L’ordigno è esploso nei pressi di uno degli ingressi del locale di piazza Villani che si affaccia davanti alla Chiesa di Sant’Andrea, nel cuore del borgo antico
Un ordigno rudimentale è stato collocato e fatto esplodere la notte scorsa davanti a un bar di Presicce-Acquarica, nel Sud Salento, dove erano in corso lavori di ultimazione in vista della prossima apertura.
Pochi giorni fa, la notte tra il 15 e il 16 maggio, lo stesso bar era finito nel mirino degli attentatori ma in quella occasione la bomba non era esplosa per un difetto della miccia ed era stata poi disinnescata dagli artificieri.
L’ordigno è esploso stanotte però, nei pressi di uno degli ingressi del locale di piazza Villani che si affaccia davanti alla Chiesa di Sant’Andrea, nel cuore del borgo antico. La deflagrazione ha danneggiato anche alcune abitazioni vicine.

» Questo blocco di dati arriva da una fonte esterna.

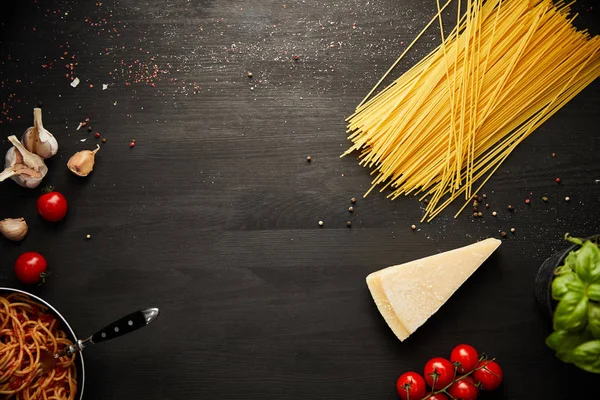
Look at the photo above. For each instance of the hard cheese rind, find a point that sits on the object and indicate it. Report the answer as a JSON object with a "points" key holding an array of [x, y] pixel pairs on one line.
{"points": [[408, 294]]}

Sul posto, oltre alla Polizia locale e ai carabinieri, a cui sono affidate le indagini, si è recato il sindaco di Presicce-Acquarica, Paolo Rizzo. I titolari del bar, che gestiscono anche un ristorante in paese, avevano riferito ai carabinieri di non aver ricevuto minacce o richieste estorsive. Al vaglio degli investigatori le immagini delle telecamere di videosorveglianza della zona.